Methods: This study was a prospective, nonrandomized observational study conducted from March 1999 until September 2002. Subjects (age <19 years) who presented to a pediatric emergency room within 72 hours of a sexual assault were eligible for enrollment. A 28-day PEP regimen of zidovudine and lamivudine was given.
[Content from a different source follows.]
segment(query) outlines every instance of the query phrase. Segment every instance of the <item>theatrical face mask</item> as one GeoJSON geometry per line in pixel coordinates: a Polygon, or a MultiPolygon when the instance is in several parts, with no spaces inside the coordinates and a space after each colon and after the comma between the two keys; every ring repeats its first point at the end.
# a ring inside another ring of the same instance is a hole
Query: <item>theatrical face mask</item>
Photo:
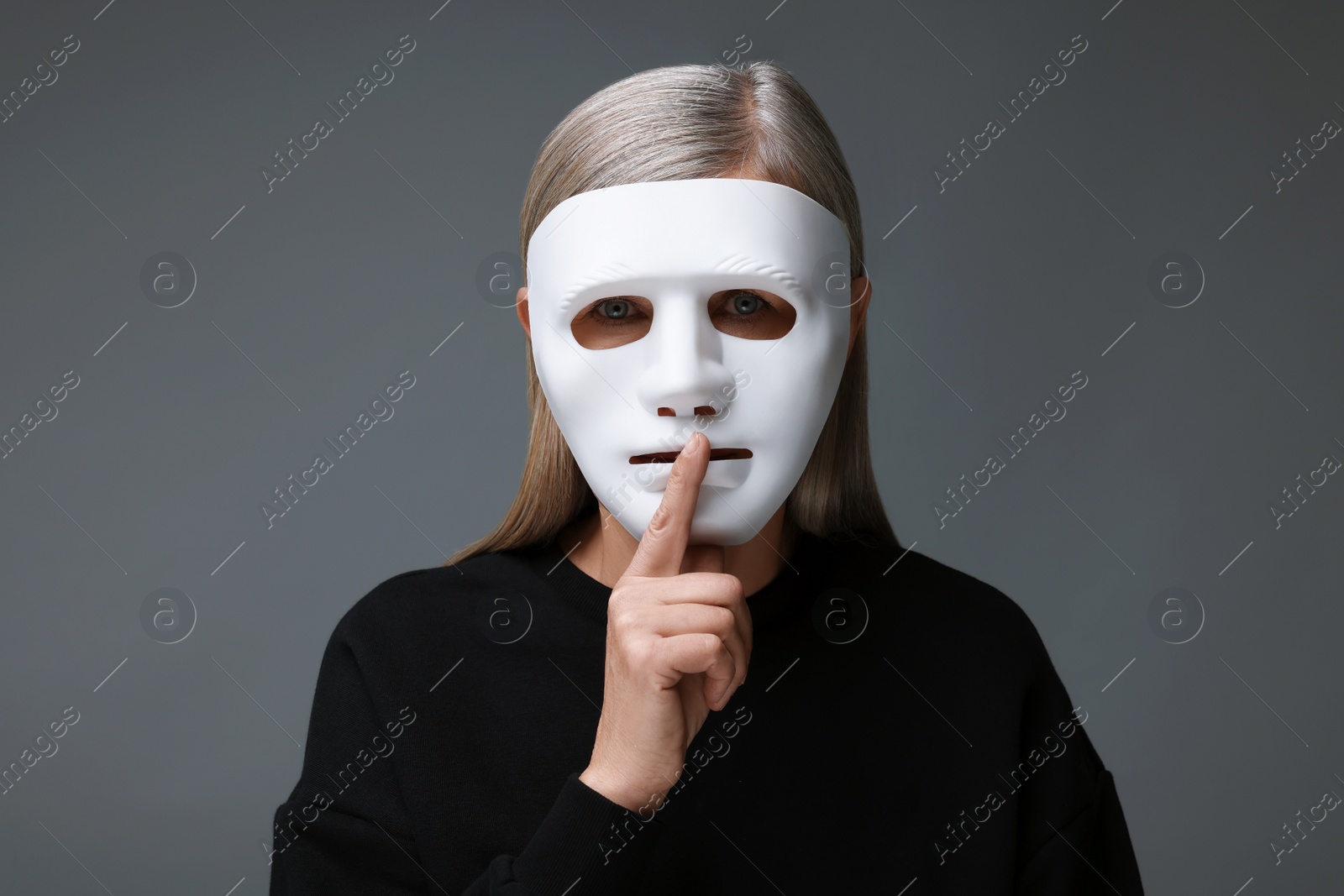
{"type": "Polygon", "coordinates": [[[840,219],[761,180],[624,184],[562,201],[527,253],[536,375],[598,501],[641,539],[698,429],[712,453],[691,544],[757,535],[844,371],[840,219]]]}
Results: In all, 70 adolescents were evaluated and 33 (31 females and 2 males) were enrolled. The mean age of enrolled subjects was 15 years, 61% were Hispanic, 30% black, and 79% presented to the emergency room within 24 hours of assault. Vaginal exposure was the most common site of penetration (64% [21 of 33]), but 18% (6 of 33) reported anal penetration. Only 9 subjects (27%) took >or=90% of all the medications. All subjects who returned for follow up tested HIV-negative. Adverse events occurred in 48% (16 of 33) of subjects; the most common events were abdominal pain, nausea, or vomiting.
Conclusion: Poor adherence to medications and visits is a significant problem in PEP programs for sexually assaulted children and adolescents.